My Dad, WWII and Standing Unbroken

Watching the first moments of the World War II movie Unbroken felt very familiar. The scenes transported me to remembering my father share story after story about World War II. My dad, Joe Buscaglia, was in the US Air Force during the war and was a second lieutenant on B29s over Japan. His roles were navigator and radar observer.

My dad always spoke of the war with an affectionate tone. Joining the Air Force right out of high school, he spoke of his crew as you and I would of close friends in a small group.

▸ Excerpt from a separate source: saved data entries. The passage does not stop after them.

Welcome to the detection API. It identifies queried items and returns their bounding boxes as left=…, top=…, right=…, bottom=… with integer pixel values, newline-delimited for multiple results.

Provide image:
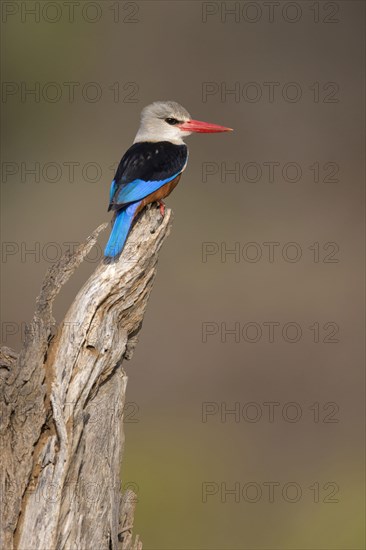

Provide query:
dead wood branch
left=1, top=205, right=172, bottom=550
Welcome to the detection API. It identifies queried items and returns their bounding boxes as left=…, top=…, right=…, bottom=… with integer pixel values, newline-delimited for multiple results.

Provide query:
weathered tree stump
left=0, top=205, right=172, bottom=550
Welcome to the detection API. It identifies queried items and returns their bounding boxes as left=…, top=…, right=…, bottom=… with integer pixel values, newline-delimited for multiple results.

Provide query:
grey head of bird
left=133, top=101, right=233, bottom=145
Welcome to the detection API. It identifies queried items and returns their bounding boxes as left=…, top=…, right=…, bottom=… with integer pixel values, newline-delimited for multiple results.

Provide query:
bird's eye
left=165, top=117, right=179, bottom=125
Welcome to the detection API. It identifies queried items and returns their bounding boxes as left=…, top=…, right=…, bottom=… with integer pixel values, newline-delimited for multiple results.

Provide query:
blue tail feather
left=104, top=201, right=141, bottom=258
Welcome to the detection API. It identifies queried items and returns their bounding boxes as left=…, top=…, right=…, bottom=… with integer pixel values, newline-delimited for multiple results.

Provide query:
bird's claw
left=157, top=200, right=166, bottom=218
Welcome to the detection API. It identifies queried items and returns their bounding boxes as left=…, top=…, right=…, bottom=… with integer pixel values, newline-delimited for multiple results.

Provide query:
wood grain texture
left=1, top=205, right=171, bottom=550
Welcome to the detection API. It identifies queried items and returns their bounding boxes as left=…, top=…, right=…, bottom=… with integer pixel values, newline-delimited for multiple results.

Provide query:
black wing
left=108, top=141, right=188, bottom=210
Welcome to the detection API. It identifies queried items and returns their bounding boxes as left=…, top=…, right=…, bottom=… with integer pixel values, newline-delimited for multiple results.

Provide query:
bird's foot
left=157, top=200, right=166, bottom=217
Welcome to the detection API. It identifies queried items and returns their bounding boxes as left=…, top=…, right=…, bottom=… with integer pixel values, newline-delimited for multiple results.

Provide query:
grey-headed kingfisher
left=104, top=101, right=232, bottom=258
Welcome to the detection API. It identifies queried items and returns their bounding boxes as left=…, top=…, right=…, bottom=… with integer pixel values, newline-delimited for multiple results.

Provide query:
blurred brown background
left=1, top=1, right=364, bottom=548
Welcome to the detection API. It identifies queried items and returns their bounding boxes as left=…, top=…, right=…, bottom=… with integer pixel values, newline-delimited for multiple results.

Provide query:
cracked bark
left=0, top=205, right=172, bottom=550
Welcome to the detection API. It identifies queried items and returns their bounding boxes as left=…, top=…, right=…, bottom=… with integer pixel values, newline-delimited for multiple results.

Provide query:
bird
left=104, top=101, right=232, bottom=258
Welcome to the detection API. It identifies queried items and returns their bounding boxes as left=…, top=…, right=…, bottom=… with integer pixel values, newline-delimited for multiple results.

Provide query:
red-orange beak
left=179, top=119, right=233, bottom=133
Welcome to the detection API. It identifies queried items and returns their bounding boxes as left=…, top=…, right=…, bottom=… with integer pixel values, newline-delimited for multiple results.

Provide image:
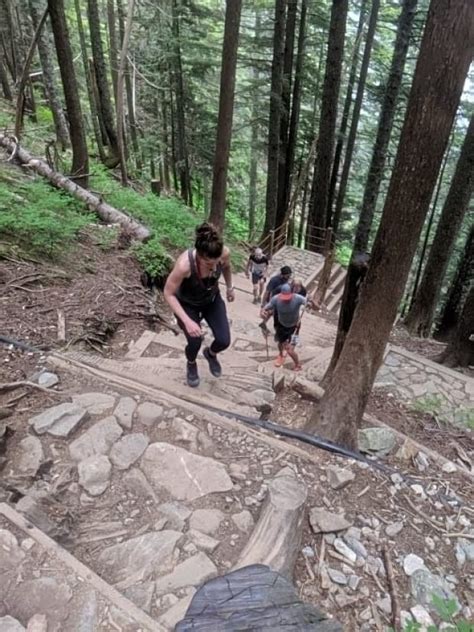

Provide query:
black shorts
left=252, top=272, right=265, bottom=285
left=275, top=323, right=297, bottom=344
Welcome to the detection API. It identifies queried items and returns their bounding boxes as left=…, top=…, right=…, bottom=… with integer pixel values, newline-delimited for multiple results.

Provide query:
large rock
left=98, top=531, right=181, bottom=584
left=72, top=392, right=116, bottom=415
left=232, top=510, right=254, bottom=533
left=140, top=443, right=233, bottom=501
left=309, top=508, right=352, bottom=534
left=8, top=577, right=72, bottom=623
left=10, top=436, right=44, bottom=476
left=109, top=433, right=149, bottom=470
left=69, top=417, right=123, bottom=461
left=358, top=427, right=397, bottom=456
left=157, top=502, right=192, bottom=530
left=78, top=455, right=112, bottom=496
left=189, top=509, right=225, bottom=535
left=410, top=569, right=460, bottom=614
left=29, top=403, right=88, bottom=437
left=113, top=396, right=137, bottom=429
left=155, top=552, right=217, bottom=595
left=0, top=616, right=26, bottom=631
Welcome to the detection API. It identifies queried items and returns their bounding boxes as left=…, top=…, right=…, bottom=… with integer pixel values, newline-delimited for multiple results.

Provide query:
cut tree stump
left=0, top=135, right=150, bottom=241
left=234, top=466, right=307, bottom=578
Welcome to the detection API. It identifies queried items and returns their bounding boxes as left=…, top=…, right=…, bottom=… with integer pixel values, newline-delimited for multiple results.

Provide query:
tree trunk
left=208, top=0, right=242, bottom=232
left=435, top=224, right=474, bottom=341
left=331, top=0, right=381, bottom=236
left=306, top=0, right=348, bottom=251
left=0, top=57, right=11, bottom=100
left=306, top=0, right=474, bottom=448
left=354, top=0, right=418, bottom=253
left=261, top=0, right=287, bottom=238
left=74, top=0, right=107, bottom=165
left=107, top=0, right=118, bottom=105
left=0, top=0, right=17, bottom=81
left=48, top=0, right=89, bottom=188
left=171, top=0, right=192, bottom=207
left=327, top=0, right=367, bottom=228
left=87, top=0, right=119, bottom=164
left=275, top=0, right=298, bottom=228
left=404, top=115, right=474, bottom=336
left=437, top=285, right=474, bottom=367
left=116, top=0, right=135, bottom=185
left=28, top=0, right=69, bottom=149
left=14, top=5, right=49, bottom=140
left=0, top=135, right=149, bottom=239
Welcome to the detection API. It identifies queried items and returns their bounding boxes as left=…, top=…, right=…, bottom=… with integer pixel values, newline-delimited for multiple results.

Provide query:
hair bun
left=196, top=222, right=219, bottom=240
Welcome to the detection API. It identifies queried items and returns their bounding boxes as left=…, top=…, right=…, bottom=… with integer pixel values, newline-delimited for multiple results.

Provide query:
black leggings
left=177, top=293, right=231, bottom=362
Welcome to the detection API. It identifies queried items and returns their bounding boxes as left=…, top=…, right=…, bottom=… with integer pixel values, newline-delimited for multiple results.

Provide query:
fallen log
left=292, top=376, right=325, bottom=401
left=234, top=467, right=307, bottom=578
left=0, top=135, right=150, bottom=242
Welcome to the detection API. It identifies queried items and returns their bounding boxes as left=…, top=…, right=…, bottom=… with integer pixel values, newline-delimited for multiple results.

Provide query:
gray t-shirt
left=265, top=294, right=306, bottom=327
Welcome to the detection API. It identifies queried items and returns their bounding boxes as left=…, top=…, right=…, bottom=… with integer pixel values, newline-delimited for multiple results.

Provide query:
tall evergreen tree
left=307, top=0, right=474, bottom=447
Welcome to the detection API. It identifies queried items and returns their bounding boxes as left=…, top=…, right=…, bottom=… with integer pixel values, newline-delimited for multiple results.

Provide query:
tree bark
left=404, top=115, right=474, bottom=336
left=28, top=0, right=69, bottom=149
left=306, top=0, right=474, bottom=448
left=0, top=0, right=17, bottom=81
left=171, top=0, right=192, bottom=207
left=354, top=0, right=418, bottom=252
left=117, top=0, right=135, bottom=185
left=331, top=0, right=381, bottom=236
left=107, top=0, right=119, bottom=105
left=327, top=0, right=367, bottom=228
left=275, top=0, right=298, bottom=228
left=437, top=285, right=474, bottom=367
left=306, top=0, right=348, bottom=251
left=87, top=0, right=119, bottom=163
left=261, top=0, right=287, bottom=238
left=435, top=224, right=474, bottom=341
left=0, top=135, right=149, bottom=240
left=73, top=0, right=107, bottom=165
left=208, top=0, right=242, bottom=232
left=47, top=0, right=89, bottom=188
left=0, top=57, right=11, bottom=100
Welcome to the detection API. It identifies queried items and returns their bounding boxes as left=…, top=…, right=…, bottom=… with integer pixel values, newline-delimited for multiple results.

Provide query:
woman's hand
left=226, top=287, right=235, bottom=303
left=185, top=319, right=202, bottom=338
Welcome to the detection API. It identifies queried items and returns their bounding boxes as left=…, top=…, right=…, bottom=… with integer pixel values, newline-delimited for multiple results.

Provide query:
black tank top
left=176, top=249, right=222, bottom=307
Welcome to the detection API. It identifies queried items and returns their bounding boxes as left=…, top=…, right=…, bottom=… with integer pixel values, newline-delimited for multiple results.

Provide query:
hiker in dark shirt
left=245, top=247, right=270, bottom=304
left=261, top=265, right=293, bottom=307
left=164, top=222, right=235, bottom=388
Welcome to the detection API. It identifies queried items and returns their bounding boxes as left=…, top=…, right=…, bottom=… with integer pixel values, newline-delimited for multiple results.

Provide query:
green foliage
left=389, top=597, right=473, bottom=632
left=335, top=242, right=352, bottom=267
left=133, top=237, right=173, bottom=281
left=411, top=394, right=444, bottom=415
left=0, top=180, right=89, bottom=258
left=89, top=225, right=119, bottom=251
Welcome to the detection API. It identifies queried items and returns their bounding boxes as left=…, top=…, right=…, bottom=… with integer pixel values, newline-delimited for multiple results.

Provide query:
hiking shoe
left=203, top=347, right=222, bottom=377
left=186, top=362, right=200, bottom=387
left=292, top=364, right=302, bottom=372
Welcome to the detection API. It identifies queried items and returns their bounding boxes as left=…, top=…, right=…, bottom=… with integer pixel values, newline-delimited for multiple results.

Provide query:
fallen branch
left=382, top=546, right=401, bottom=631
left=0, top=381, right=62, bottom=396
left=0, top=135, right=150, bottom=241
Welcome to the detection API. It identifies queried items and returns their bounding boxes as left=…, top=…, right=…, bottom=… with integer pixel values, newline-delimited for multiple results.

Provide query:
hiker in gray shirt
left=261, top=283, right=306, bottom=370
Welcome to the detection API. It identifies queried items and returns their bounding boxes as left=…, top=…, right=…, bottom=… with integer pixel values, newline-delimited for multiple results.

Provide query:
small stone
left=78, top=455, right=112, bottom=496
left=334, top=538, right=357, bottom=563
left=343, top=535, right=367, bottom=559
left=309, top=508, right=352, bottom=533
left=109, top=433, right=149, bottom=470
left=0, top=616, right=26, bottom=631
left=231, top=510, right=254, bottom=533
left=154, top=552, right=217, bottom=595
left=69, top=415, right=123, bottom=461
left=410, top=569, right=460, bottom=614
left=385, top=521, right=404, bottom=537
left=376, top=595, right=392, bottom=615
left=229, top=461, right=249, bottom=481
left=425, top=536, right=436, bottom=550
left=113, top=397, right=137, bottom=429
left=26, top=613, right=47, bottom=632
left=390, top=473, right=403, bottom=485
left=326, top=465, right=355, bottom=490
left=403, top=553, right=425, bottom=576
left=396, top=438, right=418, bottom=461
left=400, top=611, right=413, bottom=627
left=358, top=427, right=397, bottom=456
left=157, top=502, right=192, bottom=531
left=72, top=392, right=116, bottom=415
left=348, top=575, right=361, bottom=591
left=11, top=436, right=44, bottom=477
left=327, top=568, right=347, bottom=585
left=442, top=462, right=457, bottom=473
left=458, top=538, right=474, bottom=562
left=410, top=484, right=426, bottom=497
left=189, top=509, right=224, bottom=535
left=302, top=546, right=315, bottom=558
left=37, top=371, right=59, bottom=388
left=171, top=418, right=199, bottom=446
left=414, top=452, right=429, bottom=471
left=136, top=402, right=164, bottom=426
left=187, top=529, right=220, bottom=553
left=410, top=605, right=434, bottom=627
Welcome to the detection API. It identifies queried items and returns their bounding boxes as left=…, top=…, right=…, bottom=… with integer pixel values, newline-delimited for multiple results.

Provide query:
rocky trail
left=0, top=246, right=472, bottom=631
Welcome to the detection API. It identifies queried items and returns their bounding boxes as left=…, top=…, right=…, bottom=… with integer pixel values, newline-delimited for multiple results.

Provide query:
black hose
left=0, top=336, right=45, bottom=353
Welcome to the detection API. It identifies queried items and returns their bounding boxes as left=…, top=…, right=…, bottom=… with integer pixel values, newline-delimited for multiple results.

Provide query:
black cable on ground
left=0, top=335, right=45, bottom=353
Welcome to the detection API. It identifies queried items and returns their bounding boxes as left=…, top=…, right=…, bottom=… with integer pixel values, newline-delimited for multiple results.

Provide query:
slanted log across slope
left=0, top=135, right=150, bottom=241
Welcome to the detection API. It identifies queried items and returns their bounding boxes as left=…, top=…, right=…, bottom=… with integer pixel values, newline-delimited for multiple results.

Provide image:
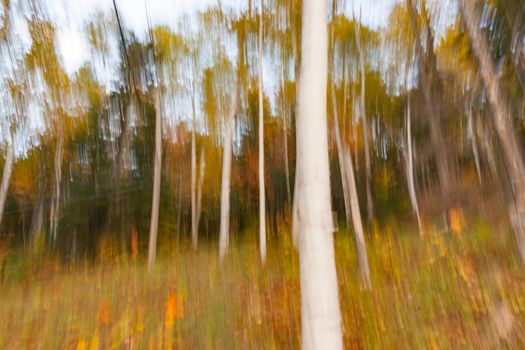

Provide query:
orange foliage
left=165, top=290, right=184, bottom=328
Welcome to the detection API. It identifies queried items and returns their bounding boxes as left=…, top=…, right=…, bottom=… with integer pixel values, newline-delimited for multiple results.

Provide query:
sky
left=50, top=0, right=399, bottom=76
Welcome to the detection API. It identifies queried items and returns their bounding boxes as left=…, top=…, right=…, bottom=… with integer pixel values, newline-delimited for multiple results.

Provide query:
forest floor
left=1, top=219, right=525, bottom=349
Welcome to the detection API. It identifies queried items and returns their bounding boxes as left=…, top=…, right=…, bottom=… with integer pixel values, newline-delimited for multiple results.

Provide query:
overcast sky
left=49, top=0, right=399, bottom=75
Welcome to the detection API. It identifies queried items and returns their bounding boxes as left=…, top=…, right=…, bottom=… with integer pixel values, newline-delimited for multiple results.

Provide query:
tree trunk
left=147, top=90, right=162, bottom=271
left=355, top=22, right=374, bottom=227
left=281, top=68, right=292, bottom=209
left=343, top=142, right=372, bottom=288
left=291, top=14, right=300, bottom=248
left=331, top=81, right=351, bottom=226
left=0, top=138, right=14, bottom=229
left=297, top=0, right=343, bottom=347
left=219, top=79, right=239, bottom=262
left=258, top=0, right=267, bottom=264
left=461, top=0, right=525, bottom=264
left=196, top=146, right=206, bottom=240
left=467, top=102, right=482, bottom=183
left=405, top=95, right=422, bottom=233
left=50, top=130, right=63, bottom=244
left=191, top=93, right=198, bottom=250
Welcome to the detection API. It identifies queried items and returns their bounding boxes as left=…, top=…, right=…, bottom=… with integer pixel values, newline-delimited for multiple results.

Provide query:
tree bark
left=405, top=95, right=422, bottom=233
left=354, top=21, right=374, bottom=227
left=281, top=68, right=292, bottom=210
left=218, top=78, right=239, bottom=261
left=50, top=129, right=63, bottom=244
left=147, top=90, right=162, bottom=271
left=258, top=0, right=267, bottom=264
left=0, top=138, right=14, bottom=229
left=291, top=12, right=301, bottom=248
left=191, top=91, right=198, bottom=250
left=196, top=145, right=206, bottom=241
left=460, top=0, right=525, bottom=264
left=467, top=102, right=482, bottom=183
left=297, top=0, right=343, bottom=347
left=331, top=81, right=351, bottom=226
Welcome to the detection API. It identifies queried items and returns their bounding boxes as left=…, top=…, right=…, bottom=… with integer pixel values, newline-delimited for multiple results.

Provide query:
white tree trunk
left=405, top=97, right=422, bottom=233
left=297, top=0, right=343, bottom=347
left=196, top=146, right=206, bottom=238
left=0, top=138, right=14, bottom=229
left=258, top=0, right=267, bottom=264
left=331, top=83, right=351, bottom=226
left=343, top=143, right=372, bottom=288
left=467, top=104, right=482, bottom=183
left=50, top=130, right=63, bottom=243
left=219, top=80, right=239, bottom=261
left=147, top=90, right=162, bottom=271
left=191, top=94, right=198, bottom=250
left=355, top=23, right=374, bottom=227
left=461, top=0, right=525, bottom=264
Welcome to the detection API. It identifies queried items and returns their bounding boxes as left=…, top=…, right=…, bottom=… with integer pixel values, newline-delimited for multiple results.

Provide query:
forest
left=1, top=0, right=525, bottom=348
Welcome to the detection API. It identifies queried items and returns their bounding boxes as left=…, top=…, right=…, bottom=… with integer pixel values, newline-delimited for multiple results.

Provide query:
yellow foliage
left=76, top=339, right=87, bottom=350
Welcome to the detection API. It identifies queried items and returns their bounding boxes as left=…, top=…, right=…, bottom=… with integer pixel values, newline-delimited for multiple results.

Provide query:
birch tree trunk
left=405, top=95, right=422, bottom=233
left=50, top=129, right=63, bottom=244
left=297, top=0, right=343, bottom=347
left=219, top=79, right=239, bottom=261
left=0, top=138, right=14, bottom=229
left=331, top=82, right=351, bottom=225
left=460, top=0, right=525, bottom=264
left=281, top=68, right=292, bottom=208
left=191, top=93, right=198, bottom=250
left=291, top=18, right=300, bottom=248
left=329, top=0, right=350, bottom=227
left=467, top=102, right=482, bottom=183
left=343, top=143, right=372, bottom=288
left=258, top=0, right=267, bottom=264
left=196, top=146, right=206, bottom=238
left=147, top=90, right=162, bottom=271
left=355, top=22, right=374, bottom=227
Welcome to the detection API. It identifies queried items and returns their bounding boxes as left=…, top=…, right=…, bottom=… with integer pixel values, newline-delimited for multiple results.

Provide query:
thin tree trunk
left=281, top=68, right=292, bottom=208
left=258, top=0, right=267, bottom=264
left=191, top=92, right=198, bottom=250
left=343, top=143, right=372, bottom=288
left=330, top=5, right=351, bottom=228
left=0, top=137, right=14, bottom=229
left=355, top=22, right=374, bottom=227
left=461, top=0, right=525, bottom=264
left=218, top=79, right=239, bottom=261
left=331, top=81, right=351, bottom=226
left=405, top=95, right=422, bottom=233
left=147, top=90, right=162, bottom=271
left=291, top=15, right=300, bottom=248
left=467, top=103, right=482, bottom=183
left=50, top=130, right=63, bottom=244
left=196, top=146, right=206, bottom=239
left=297, top=0, right=343, bottom=347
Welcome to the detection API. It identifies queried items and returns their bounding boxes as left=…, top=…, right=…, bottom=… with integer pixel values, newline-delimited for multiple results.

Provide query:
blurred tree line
left=0, top=0, right=524, bottom=265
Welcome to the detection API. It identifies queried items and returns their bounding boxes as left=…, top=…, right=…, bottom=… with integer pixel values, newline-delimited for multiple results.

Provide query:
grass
left=1, top=219, right=525, bottom=349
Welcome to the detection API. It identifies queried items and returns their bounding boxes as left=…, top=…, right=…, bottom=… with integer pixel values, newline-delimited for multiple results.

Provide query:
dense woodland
left=1, top=0, right=525, bottom=348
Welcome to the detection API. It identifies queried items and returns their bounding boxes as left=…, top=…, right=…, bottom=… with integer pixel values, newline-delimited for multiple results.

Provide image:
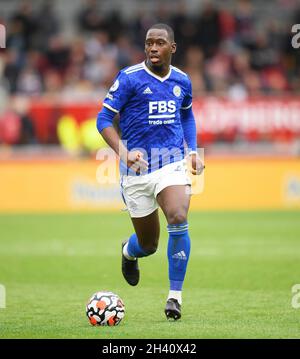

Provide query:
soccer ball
left=86, top=291, right=125, bottom=326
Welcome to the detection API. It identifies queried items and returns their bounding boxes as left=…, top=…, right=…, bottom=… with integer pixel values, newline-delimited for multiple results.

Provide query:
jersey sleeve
left=102, top=71, right=133, bottom=113
left=181, top=76, right=192, bottom=110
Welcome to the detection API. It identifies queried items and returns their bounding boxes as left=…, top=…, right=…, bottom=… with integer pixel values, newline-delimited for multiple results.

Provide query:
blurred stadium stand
left=0, top=0, right=299, bottom=156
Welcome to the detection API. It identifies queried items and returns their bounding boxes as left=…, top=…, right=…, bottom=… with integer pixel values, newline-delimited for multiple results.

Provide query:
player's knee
left=167, top=211, right=187, bottom=225
left=141, top=242, right=158, bottom=255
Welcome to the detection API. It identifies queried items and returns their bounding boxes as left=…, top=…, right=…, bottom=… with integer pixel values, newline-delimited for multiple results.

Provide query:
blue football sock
left=127, top=233, right=149, bottom=258
left=167, top=221, right=190, bottom=292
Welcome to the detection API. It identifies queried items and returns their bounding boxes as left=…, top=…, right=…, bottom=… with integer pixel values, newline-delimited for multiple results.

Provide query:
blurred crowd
left=0, top=0, right=299, bottom=147
left=1, top=0, right=300, bottom=100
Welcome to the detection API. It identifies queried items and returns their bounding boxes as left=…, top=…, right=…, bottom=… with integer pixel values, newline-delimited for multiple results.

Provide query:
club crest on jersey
left=109, top=79, right=119, bottom=92
left=173, top=85, right=181, bottom=97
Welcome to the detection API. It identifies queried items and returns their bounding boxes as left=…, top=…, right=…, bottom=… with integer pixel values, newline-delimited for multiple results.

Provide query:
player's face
left=145, top=29, right=176, bottom=68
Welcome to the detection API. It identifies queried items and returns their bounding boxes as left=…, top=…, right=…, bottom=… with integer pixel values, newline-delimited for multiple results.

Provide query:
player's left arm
left=180, top=106, right=204, bottom=175
left=180, top=77, right=204, bottom=175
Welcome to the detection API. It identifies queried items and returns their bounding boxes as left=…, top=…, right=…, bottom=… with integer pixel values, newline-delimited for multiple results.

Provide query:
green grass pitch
left=0, top=210, right=299, bottom=339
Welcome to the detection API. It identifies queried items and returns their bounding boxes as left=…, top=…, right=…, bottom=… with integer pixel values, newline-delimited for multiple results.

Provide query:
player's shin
left=167, top=222, right=191, bottom=305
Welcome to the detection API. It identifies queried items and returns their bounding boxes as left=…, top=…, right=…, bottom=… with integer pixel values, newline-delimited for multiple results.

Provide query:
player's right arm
left=98, top=120, right=148, bottom=172
left=96, top=71, right=148, bottom=172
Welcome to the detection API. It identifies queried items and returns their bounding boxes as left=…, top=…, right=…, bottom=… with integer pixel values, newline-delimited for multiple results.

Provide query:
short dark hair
left=148, top=23, right=175, bottom=42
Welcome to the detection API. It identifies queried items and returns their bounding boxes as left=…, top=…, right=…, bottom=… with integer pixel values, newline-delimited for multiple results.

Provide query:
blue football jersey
left=103, top=61, right=192, bottom=174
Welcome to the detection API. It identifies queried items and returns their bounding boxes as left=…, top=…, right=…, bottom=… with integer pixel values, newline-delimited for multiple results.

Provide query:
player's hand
left=188, top=152, right=205, bottom=175
left=127, top=150, right=149, bottom=173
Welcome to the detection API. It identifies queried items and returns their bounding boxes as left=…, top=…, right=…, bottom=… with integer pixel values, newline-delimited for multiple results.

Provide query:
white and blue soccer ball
left=86, top=291, right=125, bottom=326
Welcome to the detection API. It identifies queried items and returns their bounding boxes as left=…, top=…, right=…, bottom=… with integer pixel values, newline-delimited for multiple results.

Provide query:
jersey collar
left=142, top=61, right=172, bottom=82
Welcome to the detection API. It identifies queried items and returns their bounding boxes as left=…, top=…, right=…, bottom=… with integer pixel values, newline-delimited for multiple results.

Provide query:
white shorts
left=120, top=159, right=191, bottom=218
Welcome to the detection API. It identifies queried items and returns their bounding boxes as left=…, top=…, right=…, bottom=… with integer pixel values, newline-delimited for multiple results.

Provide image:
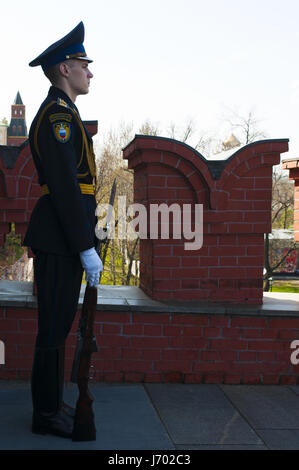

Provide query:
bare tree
left=95, top=121, right=140, bottom=286
left=139, top=119, right=159, bottom=136
left=272, top=168, right=294, bottom=229
left=264, top=168, right=296, bottom=290
left=222, top=107, right=267, bottom=144
left=165, top=118, right=216, bottom=157
left=165, top=118, right=196, bottom=143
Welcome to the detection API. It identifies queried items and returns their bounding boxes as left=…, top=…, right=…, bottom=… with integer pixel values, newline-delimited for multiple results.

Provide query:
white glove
left=80, top=247, right=103, bottom=287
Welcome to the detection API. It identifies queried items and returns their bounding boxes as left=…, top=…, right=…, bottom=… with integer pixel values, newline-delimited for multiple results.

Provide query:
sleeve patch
left=49, top=113, right=72, bottom=123
left=52, top=122, right=71, bottom=143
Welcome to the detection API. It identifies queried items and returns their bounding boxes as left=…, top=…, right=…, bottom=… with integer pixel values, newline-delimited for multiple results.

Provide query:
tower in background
left=7, top=92, right=28, bottom=146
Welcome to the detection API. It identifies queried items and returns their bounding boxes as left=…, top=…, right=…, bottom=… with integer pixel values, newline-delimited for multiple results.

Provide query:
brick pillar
left=123, top=135, right=289, bottom=304
left=282, top=158, right=299, bottom=243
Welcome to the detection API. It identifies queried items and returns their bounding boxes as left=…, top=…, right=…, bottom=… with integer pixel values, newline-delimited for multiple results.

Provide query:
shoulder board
left=57, top=98, right=70, bottom=108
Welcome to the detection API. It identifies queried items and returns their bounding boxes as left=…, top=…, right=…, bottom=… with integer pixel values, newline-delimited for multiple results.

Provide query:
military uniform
left=24, top=86, right=97, bottom=256
left=23, top=22, right=98, bottom=436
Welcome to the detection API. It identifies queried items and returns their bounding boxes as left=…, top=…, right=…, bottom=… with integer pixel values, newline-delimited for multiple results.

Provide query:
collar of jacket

I heard so many stories about WWII as I grew up that they became white noise. A few story examples: Dad told of the time that his plane crash landed in a swamp during Florida training. He had to shoot at crocodiles surrounding his plane before being rescued. And there’s the time that one of his crew members was kicking active bombs to put them in place. My dad was so mad at the guy. Or, the time that his plane was hit by friendly fire during a mission. The crew member behind him was killed.

While these are serious stories, my dad spoke of the war with an energetic and fond tone. The experience meant something deep to him. It marked him for life.

Watching the movie Unbroken, I was hit with the weight of the danger my dad navigated. Because he didn’t focus on the gravity, dad didn’t share the horror and risks of his war experience. But he knew what he overcame. And his mother did. She prayed everyday for my dad when he was in the service. Following the war, he was a devoted son his whole life. Seeing the movie helped me understand my dad’s extreme loyalty and love for his mother. He believed her prayers saved his life.

Since the movie, I am completing the book Unbroken and near obsession about the Air Force over Japan during World War II. If I could, I would ask my dad many questions about WWII today.

But I can’t.

My dad is 91 and has extremely advanced dementia. He was given six months to live 6 years ago. He can no longer communicate or interact. With no long-term memory, he doesn’t remember who his family is, or who others are. He can no longer tell war stories. Seeing my dad in this state is one of my greatest griefs. I miss my funny, loyal, devoted father. As Ronald Regan’s daughter shared, seeing her father die of alzheimer’s was a “long goodbye.” I too am living through a long goodbye.

So, the Louie Zamperini story is a gift to me. It prompts me to think of my dad in a new light.

Reading about war trauma and war survivors gives me a lot to consider about what it means to be “unbroken.” I have a fresh respect for my dad, his service and all our vets service to our country. And a respect that my dad rebuilt his life after the war. He got married, had children and moved on – knowing how dark humanity can be.

Through Leah’s cancer, I often felt we were in a “war” and in a “battle.” Thank God I have never been in an actual war, but the nature of a terminal illness feels like a metaphor to an enemy attack – unwelcome, brutal, careless, cruel and complex.

Yet, trials are known to bring out the best in some people – courage, trust, perseverance, commitment and faithfulness. And I think of Louie’s and my dad’s WWII stories. These characteristics give me hope that God built the human spirit to have a choice. We can not only survive, but thrive after extreme challenge.

At the end of my life, I want to be standing with Louie and my dad in the “unbroken line.”